'Russian Zuckerberg' rules out return without reforms

Apr 28, 2014
File picture taken in Russia's second city of St. Petersburg on November 1, 2013, shows a view of a building where the social network VKontakte (In Touch) rents an office space

The maverick founder of Russia's top social network said Monday that he would not return to the country until a series of sweeping reforms is enacted.

Pavel Durov, the 29-year-old founder of VKontakte, fled the country last week after a bitter dispute with a shareholder culminated in his departure from the company.

Durov—who is often compared to Facebook founder Mark Zuckerberg—has claimed that the social network has effectively been taken over by Kremlin allies, and linked his loss of control to his refusal to reveal to Russia's security service the identities of those using the site to coordinate protests in Ukraine.

In a "farewell message", Durov said he was now working on a new mobile social network platform with a team in central Europe.

In the note, posted on his VKontakte page on Monday, he listed seven corruption-busting conditions he would need to see in place before returning to Russia, including elected judges and fully open courts.

He also called for simplified legislation, an end to "feudal throwbacks" such as Russians having separate internal passports, and reforms to what he called the country's overly standardised school system.

Durov's departure from the company has been drawn-out and complicated, but started when he posted a message—which many had taken for an April Fool's joke—announcing his resignation a few weeks ago.
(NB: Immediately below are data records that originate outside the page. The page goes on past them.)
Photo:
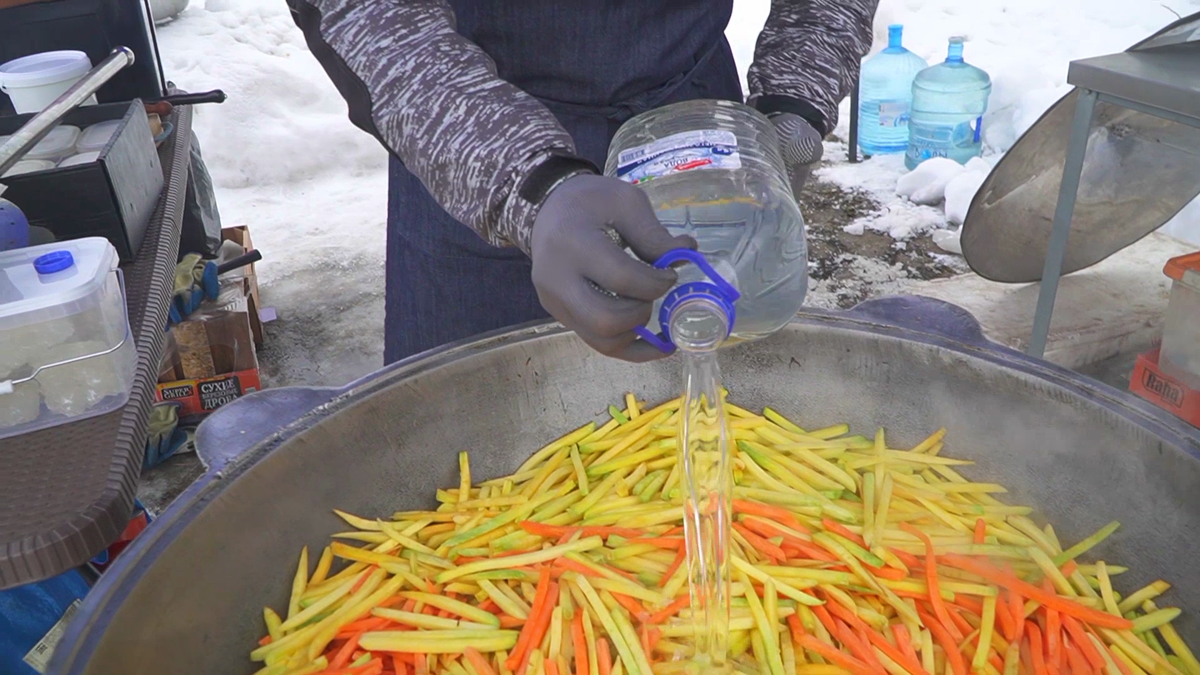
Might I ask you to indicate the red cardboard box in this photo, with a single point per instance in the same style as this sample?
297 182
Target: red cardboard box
1151 383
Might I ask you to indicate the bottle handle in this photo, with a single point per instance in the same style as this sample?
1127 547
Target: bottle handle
724 292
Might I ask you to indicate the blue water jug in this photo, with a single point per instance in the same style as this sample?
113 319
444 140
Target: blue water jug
886 96
948 102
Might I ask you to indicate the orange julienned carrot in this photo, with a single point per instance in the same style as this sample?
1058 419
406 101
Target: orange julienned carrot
1075 658
523 640
810 550
949 645
904 639
510 621
1054 637
372 667
793 623
604 659
935 592
857 646
875 638
540 626
580 643
906 557
769 512
1044 598
343 655
660 542
675 567
1075 629
479 662
661 615
1017 608
568 563
843 531
763 547
633 607
1036 649
834 656
363 579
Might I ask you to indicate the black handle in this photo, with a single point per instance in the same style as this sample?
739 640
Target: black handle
244 260
215 96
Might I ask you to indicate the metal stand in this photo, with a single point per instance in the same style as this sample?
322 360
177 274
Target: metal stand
853 125
1163 85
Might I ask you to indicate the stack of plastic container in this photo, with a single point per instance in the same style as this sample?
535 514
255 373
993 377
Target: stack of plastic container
67 352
Although he later insisted he had withdrawn his resignation, he was ousted as chief executive after the company—citing a technicality—said he had not done so within the official one-month notice period.

Durov said he learnt he had been ousted in the media.

He had previously sold his majority stake in VKontakte to Mail.ru group, which now controls 52 percent of the company.

The remaining 48 percent is owned by investment group United Capital Partners (UCP), which Durov has accused of being tied to the security services and the chief of Rosneft, oil giant Igor Sechin.

UCP has rubbished the suggestion and denied having any links to Sechin and the Kremlin.

VKontakte (VK or In Touch), says it has around 100 million active users in the former Soviet Union, and the site far outstrips Facebook in terms of popularity and influence in Russia.

According to a survey in January by TNS Web-Index, Russia has 52.7 million VK users compared to 25.4 million Facebook users.

The Izvestia daily reported Monday that Durov had received citizenship from the Caribbean nation of Saint Kitts and Nevis by donating $250,000 to its sugar industry foundation, citing a source close to VK shareholders.

Izvestia also cited a source close to VK as saying Durov had a resident visa for the United Arab Emirates and had stayed at a Dubai hotel last week.